European Union citizens have been scurrying to meet the deadline and file applications to settle in the UK ahead of an end of June deadline.
Of the 6.02 million people who had applied, 400,000 applications were made in the final month before the end of the EU Settlement Scheme set in place by the British Government, said the Home Office in a statement on Friday.
“Having more than 6 million applications to the scheme is an unprecedented achievement and I am delighted that we have secured the rights of so many EU citizens — our friends, neighbours and family members," said Home Secretary Priti Patel.
Seeking to ease the concerns of the 570,000 people with pending applications, the Home Office added that their rights would be protected until their application has been decided. Furthermore, there was to be “indefinite scope” to address late-coming applications by stragglers.
Individuals who managed to submit an application by the deadline have since received certification that can be used in cases when they need to prove their immigration status. Such demands are typically made of those taking up a new job or renting property.
Post-Brexit Settlement Scheme
The EU Settlement Scheme, introduced in March 2019 according to the terms of the EU-UK Withdrawal Agreement, allows EU citizens as well as nationals of Iceland, Lichtenstein, Norway and Switzerland, already residing in the UK, a period until June 30 to apply for permanent residence. Individuals could be granted either settled or pre-settled status.
One is eligible to apply for “settled status” if they can prove that they had been in the country continuously for five years or more before 31 December 2020. This status has been granted to 2.75 million people as of 31 May. “Pre-settled status” is granted to those individuals who have been in the UK for less than five years by the end of 2020. They can apply for settled status in the future.
Failure to apply for status before the deadline will result in European migrants losing their rights to work, rent a home, receive health care, and even subjected to deportation.
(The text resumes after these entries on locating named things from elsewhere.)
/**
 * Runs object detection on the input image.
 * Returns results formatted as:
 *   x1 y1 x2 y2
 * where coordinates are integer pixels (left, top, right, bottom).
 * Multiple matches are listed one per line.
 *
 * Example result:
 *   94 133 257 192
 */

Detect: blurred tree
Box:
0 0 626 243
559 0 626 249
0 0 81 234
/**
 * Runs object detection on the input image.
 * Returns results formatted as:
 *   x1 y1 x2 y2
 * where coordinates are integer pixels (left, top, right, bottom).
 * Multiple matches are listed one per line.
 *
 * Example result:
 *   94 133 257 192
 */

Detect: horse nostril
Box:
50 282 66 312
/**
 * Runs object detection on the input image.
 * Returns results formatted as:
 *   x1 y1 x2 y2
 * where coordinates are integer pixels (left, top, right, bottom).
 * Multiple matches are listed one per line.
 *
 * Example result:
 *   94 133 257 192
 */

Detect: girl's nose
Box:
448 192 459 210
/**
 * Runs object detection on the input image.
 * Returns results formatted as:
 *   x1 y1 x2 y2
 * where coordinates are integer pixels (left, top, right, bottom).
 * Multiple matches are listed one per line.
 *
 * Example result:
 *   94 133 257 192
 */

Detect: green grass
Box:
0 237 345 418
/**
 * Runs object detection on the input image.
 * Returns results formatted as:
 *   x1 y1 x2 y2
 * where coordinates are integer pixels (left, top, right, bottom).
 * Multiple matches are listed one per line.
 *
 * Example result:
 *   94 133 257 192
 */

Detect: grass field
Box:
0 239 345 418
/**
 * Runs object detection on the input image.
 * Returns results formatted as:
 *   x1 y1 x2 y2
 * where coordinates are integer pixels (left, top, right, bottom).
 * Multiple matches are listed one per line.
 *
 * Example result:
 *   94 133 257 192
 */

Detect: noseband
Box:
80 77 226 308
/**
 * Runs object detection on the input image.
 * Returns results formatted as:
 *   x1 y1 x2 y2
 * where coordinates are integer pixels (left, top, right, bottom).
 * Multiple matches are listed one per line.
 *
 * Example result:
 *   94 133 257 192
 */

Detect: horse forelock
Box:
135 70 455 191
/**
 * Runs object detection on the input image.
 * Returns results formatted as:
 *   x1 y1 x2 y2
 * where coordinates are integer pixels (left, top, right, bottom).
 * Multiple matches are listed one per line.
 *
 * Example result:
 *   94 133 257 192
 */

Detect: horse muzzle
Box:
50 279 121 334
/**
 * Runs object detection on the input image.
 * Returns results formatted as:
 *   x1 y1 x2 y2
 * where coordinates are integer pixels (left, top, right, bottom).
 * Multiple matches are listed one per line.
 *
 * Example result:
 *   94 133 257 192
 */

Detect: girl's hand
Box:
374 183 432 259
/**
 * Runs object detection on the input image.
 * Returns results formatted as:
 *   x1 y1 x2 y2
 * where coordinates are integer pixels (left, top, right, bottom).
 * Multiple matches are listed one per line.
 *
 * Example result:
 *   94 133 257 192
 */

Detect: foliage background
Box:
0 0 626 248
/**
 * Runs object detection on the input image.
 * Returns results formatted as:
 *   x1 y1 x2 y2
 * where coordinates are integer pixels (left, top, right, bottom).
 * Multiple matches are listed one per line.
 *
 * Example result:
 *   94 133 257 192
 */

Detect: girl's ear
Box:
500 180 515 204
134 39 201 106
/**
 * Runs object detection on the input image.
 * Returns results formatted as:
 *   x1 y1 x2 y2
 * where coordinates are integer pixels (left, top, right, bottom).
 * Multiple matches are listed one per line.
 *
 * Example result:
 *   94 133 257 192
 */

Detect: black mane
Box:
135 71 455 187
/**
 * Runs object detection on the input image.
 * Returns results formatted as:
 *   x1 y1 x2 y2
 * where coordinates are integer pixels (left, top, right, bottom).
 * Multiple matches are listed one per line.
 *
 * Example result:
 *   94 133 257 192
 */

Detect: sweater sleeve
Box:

Similar schemes have been in place in the EU with regard to the 1 million or so British citizens who live within the bloc.
Immigration minister Kevin Foster, in an online press briefing in late June, emphasised that the government would “not be extending the deadline”.
However, allaying fears of deportation, in a briefing to reporters the Home Office vowed to work with people to discover their reasons for not applying rather than rushing to deport them.